Napoli has hit safely in six consecutive World Series games, matching Derek Jeter of the Yankees for the longest current streak among active players.
“I love this stage. It’s in the spotlight. I really enjoy this time of the year,” Napoli said. “It’s just going out there and getting the job done.”
There were more defensive mistakes in the second inning for St. Louis.
Stephen Drew hit a shallow pop in front of the mound that Wainwright should have caught. But he watched Molina and the ball fell between them.
It counted as a single. David Ross followed with a conventional single to center field. With one out, Victorino grounded a ball into the shortstop hole. Kozma might have had a play at third base but the ball ticked off his glove for another error.
Pedroia singled in a run. Ortiz was next and he crunched a fastball to right field, in the direction of the St. Louis bullpen.

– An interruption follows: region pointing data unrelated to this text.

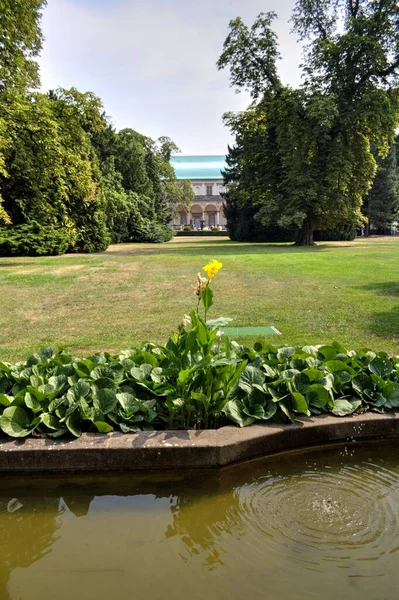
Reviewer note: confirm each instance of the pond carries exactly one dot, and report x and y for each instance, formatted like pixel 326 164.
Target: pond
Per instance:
pixel 321 523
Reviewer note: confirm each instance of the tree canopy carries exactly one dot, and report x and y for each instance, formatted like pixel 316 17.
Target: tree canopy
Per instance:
pixel 63 166
pixel 302 156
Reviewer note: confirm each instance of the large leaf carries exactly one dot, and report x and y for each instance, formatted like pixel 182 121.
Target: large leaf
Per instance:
pixel 250 376
pixel 207 297
pixel 254 410
pixel 103 427
pixel 15 422
pixel 234 410
pixel 218 323
pixel 78 390
pixel 344 407
pixel 50 421
pixel 299 403
pixel 381 367
pixel 391 393
pixel 286 352
pixel 105 400
pixel 73 424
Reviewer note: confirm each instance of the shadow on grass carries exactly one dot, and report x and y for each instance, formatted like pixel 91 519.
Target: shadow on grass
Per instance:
pixel 222 248
pixel 383 288
pixel 12 264
pixel 385 324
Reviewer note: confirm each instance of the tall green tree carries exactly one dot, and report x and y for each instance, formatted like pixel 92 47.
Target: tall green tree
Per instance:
pixel 303 156
pixel 20 42
pixel 381 204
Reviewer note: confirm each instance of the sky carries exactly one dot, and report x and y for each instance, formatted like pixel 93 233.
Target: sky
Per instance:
pixel 153 62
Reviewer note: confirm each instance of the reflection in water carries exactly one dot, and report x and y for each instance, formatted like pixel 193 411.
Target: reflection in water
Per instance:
pixel 24 539
pixel 294 527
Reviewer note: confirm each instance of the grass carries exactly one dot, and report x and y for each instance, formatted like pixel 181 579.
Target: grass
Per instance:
pixel 346 291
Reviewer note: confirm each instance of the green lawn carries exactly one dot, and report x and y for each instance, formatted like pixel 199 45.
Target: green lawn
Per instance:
pixel 347 292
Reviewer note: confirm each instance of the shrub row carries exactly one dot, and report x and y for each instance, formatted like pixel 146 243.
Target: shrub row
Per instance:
pixel 33 239
pixel 198 379
pixel 189 232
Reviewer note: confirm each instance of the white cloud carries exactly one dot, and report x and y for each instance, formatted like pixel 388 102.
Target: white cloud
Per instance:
pixel 153 62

Another postseason grand slam for the Red Sox? Beltran prevented that, reaching over the short wall to catch the ball. But the sac fly left him injured.
“That’s the way we have played all season. When the opposition makes mistakes we take advantage of them,” Ortiz said.
Wainwright did not allow another run. He left after five innings and 95 pitches charged with five runs, three earned, on six hits.
The Sox added two runs against the St. Louis bullpen in the seventh inning.
With two outs, Pedroia reached on a throwing error by third baseman David Freese. With Ortiz up, Matheny went to rookie lefthander Kevin Siegrist.
He fired a 96-mile-per-hour fastball to Ortiz. The big DH turned it around and sent the ball out to right field for his fourth home run of this postseason. Ortiz has 17 home runs overall in the postseason.
“I can still hit a fastball,” Ortiz said with a chuckle.
Lester got two outs in the eighth inning before giving way to Junichi Tazawa after 112 pitches. He tipped his cap to the crowd as he left.
“The biggest thing is just being able to control those emotions and pitch under control and not try to throw the ball through the backstop,” Lester said. “We were able to do that in the first inning and went from there.”